The Georgetown Chronicles continue

17 October 2022, being the Eve of St Luke the Evangelist

Mid-afternoon flight back to DC (verging on late-afternoon flight thanks to a half-hour delay for a tire change). Tucked inside the notebook in which I drafted this post—much as Thomas Aquinas drafted his blogposts longhand, except that my handwriting is legible—is a schedule for the week to come.

There are probably five people in the world who can read this,
and I feel quite certain that none of them will see this post.

It's a week between writing assignments in Intro, and prep should be minimal, since I'm teaching Anselm's On the Fall of the Devil. (If my students can trip me up on On the Fall of the Devil, I need to find another line of work.) So I've made up a chart to help me make the best use of my time.

One column is marked "Appointments," the other "Tasks." Anything with a definite time goes under "Appointments." This includes class, office hours, and the usual routine stuff, but also some new things.

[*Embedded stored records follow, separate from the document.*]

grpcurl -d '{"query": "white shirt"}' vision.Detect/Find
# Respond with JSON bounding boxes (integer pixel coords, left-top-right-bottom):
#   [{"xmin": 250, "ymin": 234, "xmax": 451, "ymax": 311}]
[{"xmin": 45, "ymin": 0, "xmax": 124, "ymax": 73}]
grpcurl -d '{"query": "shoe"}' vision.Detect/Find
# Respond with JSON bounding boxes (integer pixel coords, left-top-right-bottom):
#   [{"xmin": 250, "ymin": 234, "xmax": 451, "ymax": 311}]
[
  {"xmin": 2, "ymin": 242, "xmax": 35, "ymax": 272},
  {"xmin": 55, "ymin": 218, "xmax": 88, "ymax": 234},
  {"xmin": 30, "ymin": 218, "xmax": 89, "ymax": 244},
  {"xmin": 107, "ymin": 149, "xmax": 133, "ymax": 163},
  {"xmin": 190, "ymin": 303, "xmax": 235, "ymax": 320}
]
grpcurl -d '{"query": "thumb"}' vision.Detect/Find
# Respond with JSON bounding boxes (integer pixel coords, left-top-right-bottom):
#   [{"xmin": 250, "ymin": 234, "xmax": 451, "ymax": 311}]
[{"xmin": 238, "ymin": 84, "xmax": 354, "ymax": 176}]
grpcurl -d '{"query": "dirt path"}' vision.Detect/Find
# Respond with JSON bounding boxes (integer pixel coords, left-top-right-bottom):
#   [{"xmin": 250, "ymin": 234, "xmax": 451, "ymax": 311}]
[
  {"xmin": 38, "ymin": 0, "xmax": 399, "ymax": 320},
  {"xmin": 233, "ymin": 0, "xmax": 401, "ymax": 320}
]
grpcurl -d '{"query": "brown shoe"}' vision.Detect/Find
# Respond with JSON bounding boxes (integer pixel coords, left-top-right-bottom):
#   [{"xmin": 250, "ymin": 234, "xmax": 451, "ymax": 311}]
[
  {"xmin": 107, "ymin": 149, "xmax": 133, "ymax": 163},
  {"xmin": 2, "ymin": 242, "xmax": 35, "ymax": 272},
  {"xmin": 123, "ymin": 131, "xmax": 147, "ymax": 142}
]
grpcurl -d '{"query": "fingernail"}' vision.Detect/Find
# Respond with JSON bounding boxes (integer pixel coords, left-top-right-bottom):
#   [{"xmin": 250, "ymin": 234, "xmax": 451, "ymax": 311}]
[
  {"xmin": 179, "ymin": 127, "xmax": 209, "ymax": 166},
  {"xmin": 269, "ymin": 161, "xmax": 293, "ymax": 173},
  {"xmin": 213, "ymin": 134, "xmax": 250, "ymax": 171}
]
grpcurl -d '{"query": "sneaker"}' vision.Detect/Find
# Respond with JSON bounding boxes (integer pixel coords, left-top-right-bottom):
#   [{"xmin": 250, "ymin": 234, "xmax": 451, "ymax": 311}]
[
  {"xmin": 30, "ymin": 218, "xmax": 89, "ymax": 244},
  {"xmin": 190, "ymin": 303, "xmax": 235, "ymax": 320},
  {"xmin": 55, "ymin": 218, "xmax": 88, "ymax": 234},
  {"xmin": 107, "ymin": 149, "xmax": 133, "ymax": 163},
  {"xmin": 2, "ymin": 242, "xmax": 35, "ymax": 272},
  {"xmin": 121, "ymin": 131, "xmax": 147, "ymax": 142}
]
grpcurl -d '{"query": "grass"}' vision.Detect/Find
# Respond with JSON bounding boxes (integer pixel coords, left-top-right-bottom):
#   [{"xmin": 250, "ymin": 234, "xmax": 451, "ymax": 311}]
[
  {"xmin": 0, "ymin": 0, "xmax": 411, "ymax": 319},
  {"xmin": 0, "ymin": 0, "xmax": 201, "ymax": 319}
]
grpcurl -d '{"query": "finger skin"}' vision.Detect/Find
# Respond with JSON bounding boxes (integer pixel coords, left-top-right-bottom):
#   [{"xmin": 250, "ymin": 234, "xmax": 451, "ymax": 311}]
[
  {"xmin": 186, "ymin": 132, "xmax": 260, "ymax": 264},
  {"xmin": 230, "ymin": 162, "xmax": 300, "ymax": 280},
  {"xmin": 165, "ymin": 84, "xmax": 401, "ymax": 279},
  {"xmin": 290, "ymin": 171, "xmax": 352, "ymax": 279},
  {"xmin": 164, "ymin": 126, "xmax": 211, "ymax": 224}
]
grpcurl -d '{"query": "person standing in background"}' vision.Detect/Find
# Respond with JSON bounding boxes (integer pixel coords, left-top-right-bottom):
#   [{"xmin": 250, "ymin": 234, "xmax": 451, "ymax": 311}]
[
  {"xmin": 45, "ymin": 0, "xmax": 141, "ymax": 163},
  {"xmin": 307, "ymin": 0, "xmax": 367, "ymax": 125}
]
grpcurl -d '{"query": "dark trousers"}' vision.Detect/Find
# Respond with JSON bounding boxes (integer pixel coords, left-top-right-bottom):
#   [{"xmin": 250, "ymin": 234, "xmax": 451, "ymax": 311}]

I'm sitting in on a colleague's class as part of my department's commitment to evaluating teaching. Having looked at her syllabi, I already know she's a better teacher than I am, but I have tenure and a fancy title, and that's how these things work. (To be fair, I also have a teaching award, but that award is older than some of my undergrads.) I also have two appointments with my terrifyingly jacked new trainer. I approach these with a mixture of hope and trepidation.

Trepidation predominates.

Under "Tasks" I have work to catch up on (work up on which to catch). The most pressing of these is a long-languishing edited volume. Yesterday I sent a barrage of emails to delinquent contributors; this week I should at least read and comment on the chapters of the non-delinquent.

What I should really have under "Tasks" is a standing note to myself always to decline suggestions that I should edit a volume.

The final entry under "Appointments" offers a lovely capstone to the week:


Radcliffe Preces and Responses, Stanford in A, and C.H.H. Parry, "I was glad."

Lord, now lettest thou thy servant depart in peace.